Francisco sigue con ganas de hacer más "lío". Ya leyó los VatiLeaks. Ya se interiorizó sobre el "lobby gay". Ya metió baza en el Instituto para las Obras de Religión y en la Administración del Patrimonio de la Sede Apostólica. Ya nombró a su Consejo de Cardenales para tratar las cuestiones más sensibles de la Iglesia hacia adentro y hacia afuera, y evitar que la curia lo deje ciego, sordo y mudo y le ponga palos en la rueda de los profundos cambios que pretende acometer. Quizás, en poco tiempo más, los divorciados que deseen comulgar lo puedan hacer sin inconvenientes. El Papa no se niega a discutir modificaciones futuras en el celibato. Ya nombró, en la Argentina, a once nuevos obispos con el perfil de pastores que optaron por trabajar con los pobres.
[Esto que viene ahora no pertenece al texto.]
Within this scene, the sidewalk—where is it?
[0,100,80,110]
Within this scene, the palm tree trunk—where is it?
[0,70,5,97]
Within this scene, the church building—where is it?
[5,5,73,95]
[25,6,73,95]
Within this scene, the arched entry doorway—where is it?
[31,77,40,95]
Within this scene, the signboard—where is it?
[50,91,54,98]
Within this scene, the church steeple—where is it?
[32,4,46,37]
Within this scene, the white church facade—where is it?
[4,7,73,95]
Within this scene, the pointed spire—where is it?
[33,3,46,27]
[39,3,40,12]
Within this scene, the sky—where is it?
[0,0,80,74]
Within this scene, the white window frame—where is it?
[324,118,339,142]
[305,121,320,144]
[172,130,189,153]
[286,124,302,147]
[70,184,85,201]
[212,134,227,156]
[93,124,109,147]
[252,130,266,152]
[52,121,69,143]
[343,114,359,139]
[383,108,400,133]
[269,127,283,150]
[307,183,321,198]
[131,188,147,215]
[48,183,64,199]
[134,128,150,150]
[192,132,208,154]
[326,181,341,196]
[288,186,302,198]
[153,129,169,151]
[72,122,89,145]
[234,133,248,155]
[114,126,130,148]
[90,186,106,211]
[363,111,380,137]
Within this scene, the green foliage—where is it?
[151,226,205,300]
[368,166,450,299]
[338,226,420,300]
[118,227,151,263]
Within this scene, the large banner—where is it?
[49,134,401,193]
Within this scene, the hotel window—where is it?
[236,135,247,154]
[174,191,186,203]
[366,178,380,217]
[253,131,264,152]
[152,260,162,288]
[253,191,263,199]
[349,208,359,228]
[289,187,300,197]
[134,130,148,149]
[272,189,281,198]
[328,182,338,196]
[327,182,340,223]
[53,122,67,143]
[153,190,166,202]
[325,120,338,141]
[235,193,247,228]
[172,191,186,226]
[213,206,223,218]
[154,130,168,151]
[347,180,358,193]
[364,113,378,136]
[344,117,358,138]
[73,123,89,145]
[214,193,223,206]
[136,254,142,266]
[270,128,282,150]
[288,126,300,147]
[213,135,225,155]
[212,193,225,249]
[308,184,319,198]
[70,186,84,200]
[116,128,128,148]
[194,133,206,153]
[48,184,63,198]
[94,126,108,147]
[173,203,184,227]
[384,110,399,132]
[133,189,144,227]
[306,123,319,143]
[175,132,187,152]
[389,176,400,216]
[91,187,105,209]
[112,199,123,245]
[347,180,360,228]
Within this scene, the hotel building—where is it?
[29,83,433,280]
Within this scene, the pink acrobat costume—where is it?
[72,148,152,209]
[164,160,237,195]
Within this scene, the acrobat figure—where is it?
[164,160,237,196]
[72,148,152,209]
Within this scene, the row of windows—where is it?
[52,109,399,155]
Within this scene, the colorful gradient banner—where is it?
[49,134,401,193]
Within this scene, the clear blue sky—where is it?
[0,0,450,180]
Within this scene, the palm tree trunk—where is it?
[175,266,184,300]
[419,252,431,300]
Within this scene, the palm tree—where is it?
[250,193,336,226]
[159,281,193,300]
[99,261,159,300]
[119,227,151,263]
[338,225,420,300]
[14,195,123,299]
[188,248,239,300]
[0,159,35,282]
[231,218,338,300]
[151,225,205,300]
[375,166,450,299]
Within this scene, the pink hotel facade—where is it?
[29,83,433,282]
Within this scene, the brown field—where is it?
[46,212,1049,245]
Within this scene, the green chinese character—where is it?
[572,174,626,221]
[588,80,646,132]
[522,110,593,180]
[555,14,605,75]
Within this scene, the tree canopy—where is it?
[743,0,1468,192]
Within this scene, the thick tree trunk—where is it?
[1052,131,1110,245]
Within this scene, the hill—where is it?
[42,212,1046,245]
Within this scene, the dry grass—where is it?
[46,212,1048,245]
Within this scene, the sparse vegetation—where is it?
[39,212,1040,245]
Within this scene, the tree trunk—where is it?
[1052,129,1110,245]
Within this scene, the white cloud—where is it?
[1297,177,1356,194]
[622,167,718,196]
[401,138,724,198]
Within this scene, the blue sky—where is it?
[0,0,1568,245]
Sigue viviendo en el hotel de Santa Marta y sigue usando los mismos zapatos. Medió con fuerza en el amasijo de sangre siria. Besa a chicos y enfermos, aparece en Times, en la tapa de la Rolling Stone y se enoja cuando dibujan, en las paredes del Vaticano, una caricatura de Superman con su rostro de abuelo bueno. Pero más allá de lo que muestra, importa más lo que hace. Y lo que está haciendo, en un año, no es poco. Y va en una buena dirección.